Until the mid-1990's, when computer technology really began to come into its own, most movie billboards (also called "hoardings") in Thailand were painted by hand. Artisans like Somboon and Phairoj shown here were employed by the theaters to create these art works, deftly applying a guild-age trade to the joys of film. In Bangkok, hand painted movie billboards would vie for space along the busiest stretches of road, adding a galaxy of color to an otherwise drab concrete labyrinth.

Somboon applies text to an nearly complete billboard. Notice that he uses a computer generated poster as a guide for his painting.

Phairoj adds shadowing to the letters for the movie "Kru Ban Nok" (Country Teacher)

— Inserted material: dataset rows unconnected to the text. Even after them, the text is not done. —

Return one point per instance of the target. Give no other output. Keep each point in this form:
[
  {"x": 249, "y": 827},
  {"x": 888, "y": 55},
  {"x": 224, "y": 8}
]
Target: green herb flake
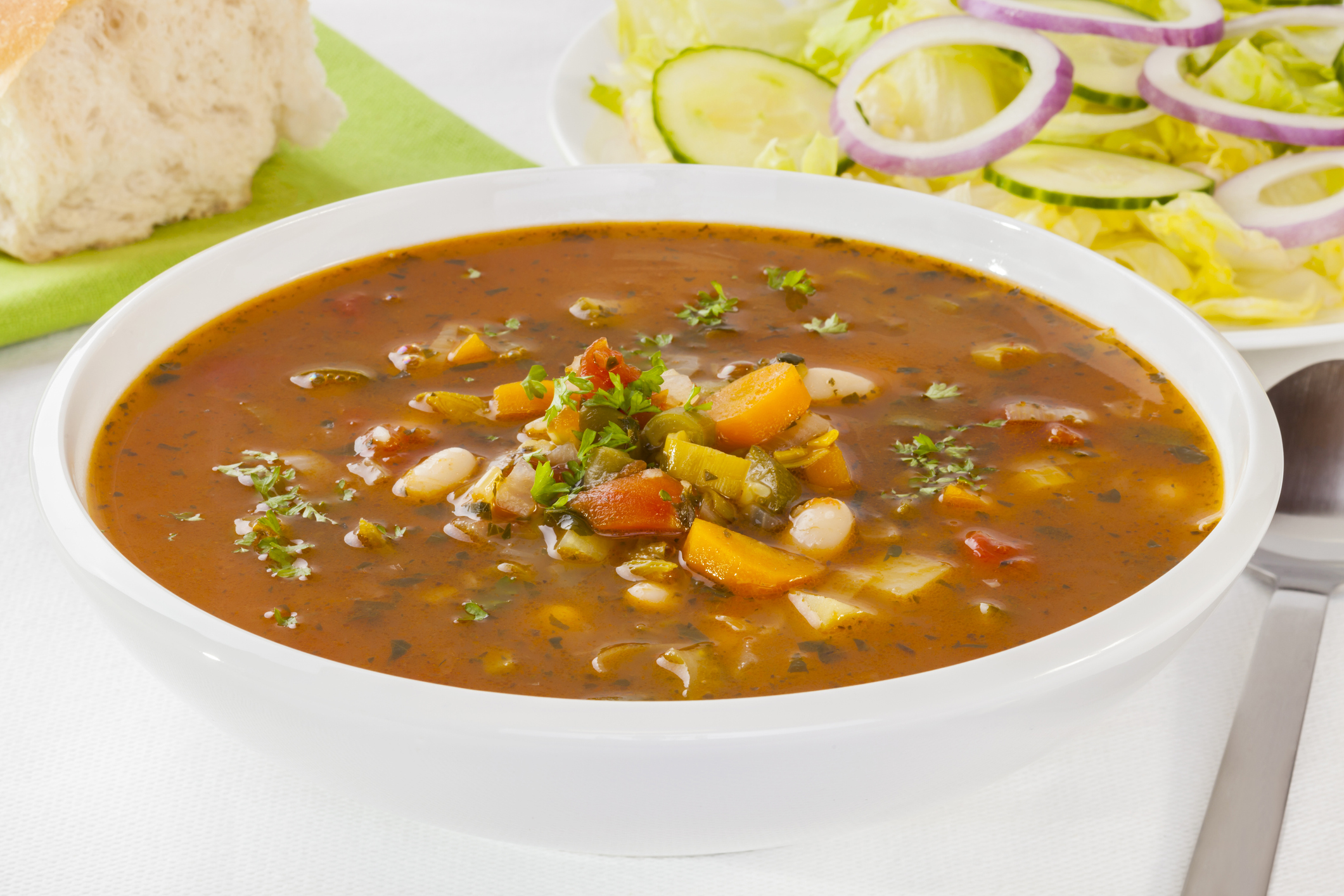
[
  {"x": 710, "y": 310},
  {"x": 796, "y": 281},
  {"x": 535, "y": 383},
  {"x": 831, "y": 326},
  {"x": 605, "y": 96},
  {"x": 941, "y": 390}
]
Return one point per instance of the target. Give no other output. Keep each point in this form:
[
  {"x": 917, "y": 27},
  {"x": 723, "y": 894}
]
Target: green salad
[{"x": 761, "y": 84}]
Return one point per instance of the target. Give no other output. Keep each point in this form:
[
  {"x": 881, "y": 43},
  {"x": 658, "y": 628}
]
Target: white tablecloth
[{"x": 109, "y": 785}]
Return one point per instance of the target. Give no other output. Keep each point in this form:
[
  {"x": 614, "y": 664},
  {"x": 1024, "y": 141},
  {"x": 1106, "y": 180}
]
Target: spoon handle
[{"x": 1234, "y": 855}]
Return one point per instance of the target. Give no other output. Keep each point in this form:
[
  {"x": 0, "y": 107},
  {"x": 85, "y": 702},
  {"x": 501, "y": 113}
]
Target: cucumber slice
[
  {"x": 1091, "y": 177},
  {"x": 722, "y": 105},
  {"x": 1105, "y": 69}
]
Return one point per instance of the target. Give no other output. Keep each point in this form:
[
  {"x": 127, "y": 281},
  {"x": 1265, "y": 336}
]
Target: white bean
[
  {"x": 436, "y": 476},
  {"x": 831, "y": 385},
  {"x": 821, "y": 528}
]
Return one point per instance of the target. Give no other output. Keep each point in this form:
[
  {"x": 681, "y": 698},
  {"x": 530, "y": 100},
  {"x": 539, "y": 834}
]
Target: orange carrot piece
[
  {"x": 632, "y": 506},
  {"x": 513, "y": 402},
  {"x": 829, "y": 472},
  {"x": 750, "y": 410},
  {"x": 471, "y": 350},
  {"x": 742, "y": 565}
]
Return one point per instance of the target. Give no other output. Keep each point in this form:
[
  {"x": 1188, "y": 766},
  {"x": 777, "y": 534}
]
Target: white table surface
[{"x": 109, "y": 785}]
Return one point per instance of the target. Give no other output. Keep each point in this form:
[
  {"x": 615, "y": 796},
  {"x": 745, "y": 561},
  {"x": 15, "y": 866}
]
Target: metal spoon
[{"x": 1303, "y": 554}]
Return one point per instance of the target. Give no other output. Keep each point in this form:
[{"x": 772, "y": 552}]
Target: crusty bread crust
[{"x": 25, "y": 26}]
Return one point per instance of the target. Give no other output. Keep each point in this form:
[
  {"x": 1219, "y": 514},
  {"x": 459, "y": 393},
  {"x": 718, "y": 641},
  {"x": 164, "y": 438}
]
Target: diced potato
[
  {"x": 695, "y": 667},
  {"x": 1004, "y": 356},
  {"x": 823, "y": 613},
  {"x": 584, "y": 548},
  {"x": 438, "y": 475},
  {"x": 821, "y": 528},
  {"x": 471, "y": 351},
  {"x": 497, "y": 663},
  {"x": 1042, "y": 477},
  {"x": 609, "y": 660},
  {"x": 561, "y": 615},
  {"x": 651, "y": 596},
  {"x": 1035, "y": 413},
  {"x": 515, "y": 492},
  {"x": 898, "y": 578},
  {"x": 831, "y": 386},
  {"x": 961, "y": 497}
]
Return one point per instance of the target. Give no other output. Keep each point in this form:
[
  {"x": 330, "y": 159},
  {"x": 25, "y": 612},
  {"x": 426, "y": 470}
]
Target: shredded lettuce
[{"x": 1269, "y": 72}]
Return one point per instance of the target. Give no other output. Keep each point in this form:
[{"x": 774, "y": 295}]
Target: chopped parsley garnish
[
  {"x": 690, "y": 405},
  {"x": 267, "y": 536},
  {"x": 547, "y": 490},
  {"x": 941, "y": 390},
  {"x": 938, "y": 464},
  {"x": 652, "y": 343},
  {"x": 831, "y": 326},
  {"x": 475, "y": 611},
  {"x": 534, "y": 386},
  {"x": 710, "y": 310},
  {"x": 797, "y": 281},
  {"x": 605, "y": 96}
]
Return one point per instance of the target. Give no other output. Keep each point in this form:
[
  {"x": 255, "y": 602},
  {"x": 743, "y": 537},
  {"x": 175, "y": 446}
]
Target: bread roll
[{"x": 121, "y": 115}]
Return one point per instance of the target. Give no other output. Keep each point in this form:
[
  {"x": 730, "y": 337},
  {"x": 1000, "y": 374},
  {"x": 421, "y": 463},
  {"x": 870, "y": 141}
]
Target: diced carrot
[
  {"x": 829, "y": 472},
  {"x": 471, "y": 351},
  {"x": 991, "y": 548},
  {"x": 742, "y": 565},
  {"x": 760, "y": 405},
  {"x": 565, "y": 428},
  {"x": 959, "y": 496},
  {"x": 634, "y": 506},
  {"x": 600, "y": 361},
  {"x": 513, "y": 402},
  {"x": 1061, "y": 434}
]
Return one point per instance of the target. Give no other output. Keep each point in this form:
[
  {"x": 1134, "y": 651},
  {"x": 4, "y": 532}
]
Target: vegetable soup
[{"x": 652, "y": 463}]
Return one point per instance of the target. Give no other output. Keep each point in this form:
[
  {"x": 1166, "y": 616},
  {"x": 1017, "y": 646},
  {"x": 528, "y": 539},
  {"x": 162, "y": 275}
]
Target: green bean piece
[
  {"x": 604, "y": 464},
  {"x": 699, "y": 429},
  {"x": 769, "y": 483}
]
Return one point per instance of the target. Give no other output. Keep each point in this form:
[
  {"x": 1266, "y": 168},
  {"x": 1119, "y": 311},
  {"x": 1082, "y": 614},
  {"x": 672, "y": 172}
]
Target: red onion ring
[
  {"x": 1043, "y": 96},
  {"x": 1292, "y": 226},
  {"x": 1163, "y": 86},
  {"x": 1203, "y": 23}
]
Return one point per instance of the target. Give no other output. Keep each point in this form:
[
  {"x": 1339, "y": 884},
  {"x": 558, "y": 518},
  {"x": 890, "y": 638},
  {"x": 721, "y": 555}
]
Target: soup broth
[{"x": 652, "y": 463}]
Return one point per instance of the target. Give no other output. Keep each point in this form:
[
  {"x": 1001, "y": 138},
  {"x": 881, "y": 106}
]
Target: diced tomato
[
  {"x": 600, "y": 361},
  {"x": 1061, "y": 434},
  {"x": 634, "y": 506},
  {"x": 990, "y": 548}
]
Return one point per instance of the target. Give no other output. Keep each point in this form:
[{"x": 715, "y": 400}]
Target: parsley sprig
[
  {"x": 797, "y": 281},
  {"x": 710, "y": 309},
  {"x": 941, "y": 390},
  {"x": 268, "y": 534},
  {"x": 831, "y": 326},
  {"x": 940, "y": 464}
]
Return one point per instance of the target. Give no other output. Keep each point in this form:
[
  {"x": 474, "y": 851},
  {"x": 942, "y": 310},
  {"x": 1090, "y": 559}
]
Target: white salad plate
[
  {"x": 591, "y": 135},
  {"x": 660, "y": 777}
]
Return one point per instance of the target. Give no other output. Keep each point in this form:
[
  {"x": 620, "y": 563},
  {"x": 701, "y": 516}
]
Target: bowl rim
[{"x": 1105, "y": 640}]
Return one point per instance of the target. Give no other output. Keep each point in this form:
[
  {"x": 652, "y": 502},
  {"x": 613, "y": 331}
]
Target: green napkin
[{"x": 394, "y": 136}]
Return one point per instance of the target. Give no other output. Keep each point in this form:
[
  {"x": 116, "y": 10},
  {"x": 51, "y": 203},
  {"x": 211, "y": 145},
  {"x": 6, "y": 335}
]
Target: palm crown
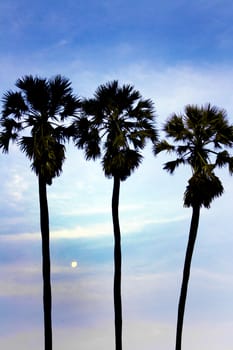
[
  {"x": 39, "y": 105},
  {"x": 201, "y": 136},
  {"x": 117, "y": 122}
]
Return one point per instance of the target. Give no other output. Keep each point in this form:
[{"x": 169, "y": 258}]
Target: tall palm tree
[
  {"x": 202, "y": 136},
  {"x": 37, "y": 110},
  {"x": 115, "y": 125}
]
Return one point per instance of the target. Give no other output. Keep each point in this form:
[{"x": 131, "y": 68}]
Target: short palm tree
[
  {"x": 202, "y": 136},
  {"x": 38, "y": 109},
  {"x": 116, "y": 124}
]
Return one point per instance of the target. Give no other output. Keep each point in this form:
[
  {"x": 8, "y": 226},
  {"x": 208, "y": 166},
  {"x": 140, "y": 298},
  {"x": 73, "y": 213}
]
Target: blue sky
[{"x": 175, "y": 53}]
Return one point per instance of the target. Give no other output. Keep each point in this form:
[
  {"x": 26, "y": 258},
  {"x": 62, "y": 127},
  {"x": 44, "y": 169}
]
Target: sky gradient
[{"x": 175, "y": 53}]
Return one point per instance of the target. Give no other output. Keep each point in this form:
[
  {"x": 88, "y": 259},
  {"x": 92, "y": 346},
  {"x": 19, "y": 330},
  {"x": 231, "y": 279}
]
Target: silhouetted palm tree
[
  {"x": 115, "y": 126},
  {"x": 37, "y": 110},
  {"x": 202, "y": 135}
]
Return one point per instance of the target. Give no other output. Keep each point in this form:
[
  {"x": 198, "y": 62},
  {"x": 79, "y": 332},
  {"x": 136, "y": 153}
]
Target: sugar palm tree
[
  {"x": 32, "y": 116},
  {"x": 116, "y": 124},
  {"x": 202, "y": 136}
]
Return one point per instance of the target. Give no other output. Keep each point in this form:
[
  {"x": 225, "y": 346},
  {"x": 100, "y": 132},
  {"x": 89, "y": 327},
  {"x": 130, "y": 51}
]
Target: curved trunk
[
  {"x": 186, "y": 273},
  {"x": 117, "y": 264},
  {"x": 47, "y": 298}
]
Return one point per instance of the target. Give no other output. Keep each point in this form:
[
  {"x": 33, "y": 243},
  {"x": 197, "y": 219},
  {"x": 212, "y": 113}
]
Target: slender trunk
[
  {"x": 186, "y": 273},
  {"x": 47, "y": 298},
  {"x": 117, "y": 264}
]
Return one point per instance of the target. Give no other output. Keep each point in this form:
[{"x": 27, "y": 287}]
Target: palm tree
[
  {"x": 115, "y": 125},
  {"x": 202, "y": 136},
  {"x": 40, "y": 106}
]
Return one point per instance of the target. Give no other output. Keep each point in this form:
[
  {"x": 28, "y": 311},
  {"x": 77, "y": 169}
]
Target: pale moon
[{"x": 74, "y": 264}]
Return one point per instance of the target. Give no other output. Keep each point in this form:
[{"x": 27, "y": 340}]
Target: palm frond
[
  {"x": 172, "y": 165},
  {"x": 202, "y": 189}
]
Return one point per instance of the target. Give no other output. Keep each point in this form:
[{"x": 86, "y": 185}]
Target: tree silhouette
[
  {"x": 201, "y": 136},
  {"x": 32, "y": 116},
  {"x": 115, "y": 126}
]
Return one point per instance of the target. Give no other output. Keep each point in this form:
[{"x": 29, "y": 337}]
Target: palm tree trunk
[
  {"x": 47, "y": 298},
  {"x": 117, "y": 264},
  {"x": 186, "y": 273}
]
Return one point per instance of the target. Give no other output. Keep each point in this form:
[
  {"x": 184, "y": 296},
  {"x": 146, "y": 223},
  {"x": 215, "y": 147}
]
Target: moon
[{"x": 74, "y": 264}]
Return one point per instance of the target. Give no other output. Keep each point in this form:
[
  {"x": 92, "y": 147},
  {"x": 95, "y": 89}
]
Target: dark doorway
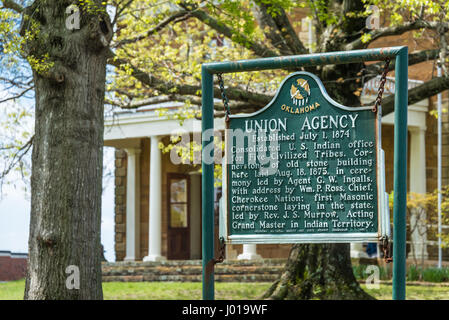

Nowadays, this once prolific art form is nearly extinct in Thailand. Giant printers costing millions of baht have replaced the artist's hand. Be that as it may, it was a genuine treat to meet these guys. Truly the last of a dying breed. If you're wondering, Somboon and Phairoj work for the Coliseum-Paradise Cineplex in Phuket town. Coliseum - which I believe is based in Hat Yai - has movie distribution jurisdiction over southern Thailand. The owner of Paradise, a Mr. Pornphiman, has been in the film exhibition business for decades, once owning some of the island's now-defunct stand-alone movie theaters. Fortunately, Mr. Pornphiman, out of his own good will, or his eye for the arts, has kept the pair of painters employed for the past 20 years, bucking the trend towards digital.



After these guys retire, there won't be much left of this art form in Thailand.

Somboon stands beside his latest co-creation. It took them two days to complete.

Kru Ban Nok: Ban Nonghi Yai, a remake of a 1978 film of the same name (by the same director) opens in theaters across Thailand tomorrow. You can read about the movie at the Wise Kwai's Thai Film Journal. This one-of-a-kind billboard, however, can only be seen on a Phuket street side.